The conceptual design of SAP Fiori 2.0, our next-generation user experience, is what garnered us this distinct honor. A small team within SAP in Germany operated in an almost stealth mode until the SAP Fiori 2.0 concept was presented internally and to a few of our customers. It was positively received, so we showed it to more customers, and excitement started to grow. We are now in the process of rolling out the SAP Fiori 2.0 concept for SAP S/4HANA as well as other solutions.
We didn’t get here overnight. The path to the Red Dot started a little over 10 years ago, in 2004. That’s when we first started adopting design thinking with the full support of SAP Chairman Hasso Plattner. We moved from a company focused on functions and features to one focused on customers. We started to create new products with the end user at the center of the process. Then, as users started to expect their enterprise software experience to resemble their mobile phone apps, we spun up a start-up environment outside of SAP, called the AppHaus. It gave teams a chance to rapidly develop consumer applications and test them in the marketplace. That work fueled what eventually became SAP Fiori, starting with 25 of the most broadly used apps, based on designs born in the AppHaus.

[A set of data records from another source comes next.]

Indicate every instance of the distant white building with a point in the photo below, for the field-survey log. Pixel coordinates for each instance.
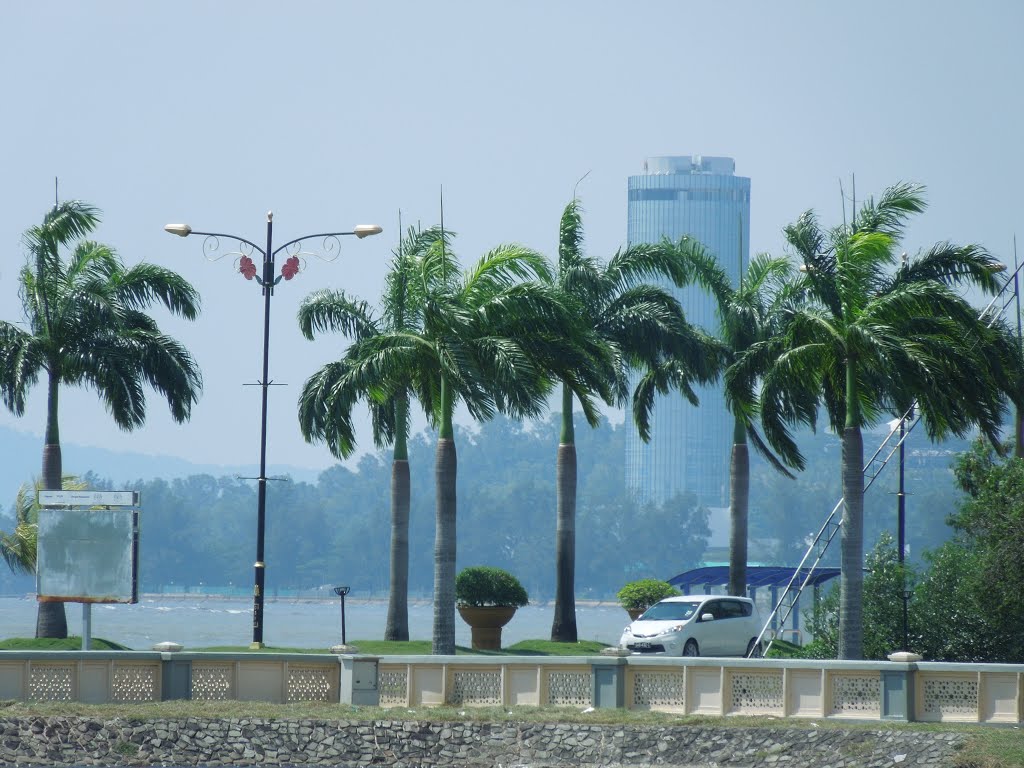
(701, 198)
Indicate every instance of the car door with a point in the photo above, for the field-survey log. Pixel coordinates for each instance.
(732, 627)
(709, 633)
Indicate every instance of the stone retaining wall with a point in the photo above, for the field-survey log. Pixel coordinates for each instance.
(197, 741)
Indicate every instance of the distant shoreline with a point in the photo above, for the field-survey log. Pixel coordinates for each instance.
(203, 597)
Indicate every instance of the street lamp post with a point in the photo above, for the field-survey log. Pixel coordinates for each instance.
(267, 283)
(341, 592)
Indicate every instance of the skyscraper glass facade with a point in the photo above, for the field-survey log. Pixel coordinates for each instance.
(701, 198)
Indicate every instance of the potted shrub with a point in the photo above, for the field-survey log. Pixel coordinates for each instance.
(487, 598)
(637, 596)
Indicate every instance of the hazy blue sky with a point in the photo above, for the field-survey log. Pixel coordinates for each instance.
(334, 114)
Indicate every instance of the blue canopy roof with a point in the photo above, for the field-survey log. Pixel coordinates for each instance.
(757, 576)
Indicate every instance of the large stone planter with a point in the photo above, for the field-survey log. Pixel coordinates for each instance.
(485, 624)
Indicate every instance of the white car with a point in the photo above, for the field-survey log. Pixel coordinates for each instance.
(696, 626)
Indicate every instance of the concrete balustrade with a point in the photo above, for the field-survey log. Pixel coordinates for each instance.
(783, 688)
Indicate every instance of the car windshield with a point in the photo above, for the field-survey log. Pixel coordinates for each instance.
(666, 611)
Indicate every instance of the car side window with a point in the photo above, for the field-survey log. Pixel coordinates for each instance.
(714, 607)
(730, 609)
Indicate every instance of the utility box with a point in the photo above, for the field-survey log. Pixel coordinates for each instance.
(358, 681)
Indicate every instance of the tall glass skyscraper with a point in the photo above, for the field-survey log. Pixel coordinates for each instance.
(701, 198)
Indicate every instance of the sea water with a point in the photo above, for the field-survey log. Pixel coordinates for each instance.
(198, 623)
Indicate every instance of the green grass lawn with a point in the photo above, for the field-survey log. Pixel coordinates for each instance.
(422, 647)
(373, 647)
(51, 643)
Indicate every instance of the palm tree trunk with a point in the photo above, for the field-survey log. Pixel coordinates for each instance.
(739, 496)
(852, 586)
(396, 627)
(51, 621)
(563, 628)
(445, 470)
(397, 607)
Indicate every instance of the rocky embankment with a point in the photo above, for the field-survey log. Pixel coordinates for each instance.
(198, 741)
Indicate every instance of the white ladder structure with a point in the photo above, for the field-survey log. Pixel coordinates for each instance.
(880, 459)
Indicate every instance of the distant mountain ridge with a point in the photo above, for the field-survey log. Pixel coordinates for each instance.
(23, 461)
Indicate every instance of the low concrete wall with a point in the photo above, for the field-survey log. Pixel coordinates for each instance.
(67, 741)
(717, 687)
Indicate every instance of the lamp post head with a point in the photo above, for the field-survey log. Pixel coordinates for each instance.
(182, 230)
(365, 230)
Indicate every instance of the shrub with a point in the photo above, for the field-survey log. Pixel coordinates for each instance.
(481, 585)
(641, 594)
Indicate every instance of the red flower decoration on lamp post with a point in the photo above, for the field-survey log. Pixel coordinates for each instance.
(290, 268)
(247, 267)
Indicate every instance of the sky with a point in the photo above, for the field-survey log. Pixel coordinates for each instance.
(336, 114)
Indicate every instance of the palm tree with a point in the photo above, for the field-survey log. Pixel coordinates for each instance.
(86, 326)
(879, 333)
(750, 312)
(493, 339)
(644, 330)
(328, 397)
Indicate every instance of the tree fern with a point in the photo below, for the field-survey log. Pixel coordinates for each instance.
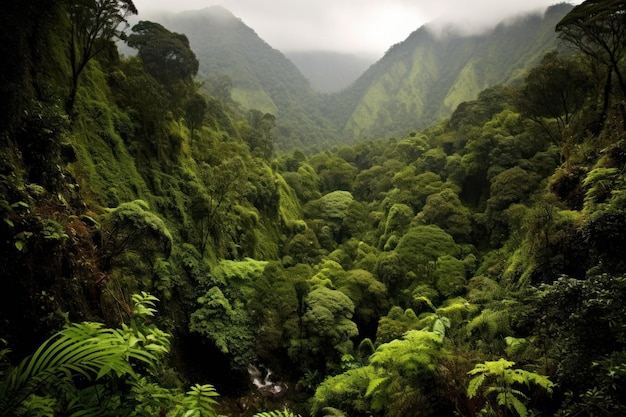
(497, 378)
(278, 413)
(88, 350)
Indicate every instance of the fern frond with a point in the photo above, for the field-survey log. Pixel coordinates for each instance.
(474, 384)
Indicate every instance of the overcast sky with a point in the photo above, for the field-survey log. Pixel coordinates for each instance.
(359, 26)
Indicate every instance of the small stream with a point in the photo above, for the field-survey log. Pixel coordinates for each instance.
(262, 378)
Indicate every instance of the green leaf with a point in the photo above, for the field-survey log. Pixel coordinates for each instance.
(474, 384)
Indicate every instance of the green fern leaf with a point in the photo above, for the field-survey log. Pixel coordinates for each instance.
(374, 385)
(474, 384)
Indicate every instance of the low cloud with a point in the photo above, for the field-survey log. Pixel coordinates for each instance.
(356, 26)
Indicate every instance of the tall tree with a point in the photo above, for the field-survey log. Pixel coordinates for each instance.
(556, 89)
(598, 29)
(166, 55)
(93, 24)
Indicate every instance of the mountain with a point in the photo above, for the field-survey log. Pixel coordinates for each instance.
(424, 78)
(416, 83)
(329, 71)
(262, 77)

You don’t flip a switch and change an organization. In the case of SAP, it has taken over a decade to get to this point. Organizations need to bring in the right people with the right backgrounds. They have to introduce new artifacts and change their processes and space. The hardest thing to change, however, is the organization’s mindset and culture. That takes time, but as this big win shows, it’s time worth spending.
Throughout this entire journey, my secret has always been to go outside of the organization. Go to the people you are selling your solution to, get their buy-in and use their energy and excitement (or even their anger) to drive change within your organization. If you let the customer speak for you, you’ll win.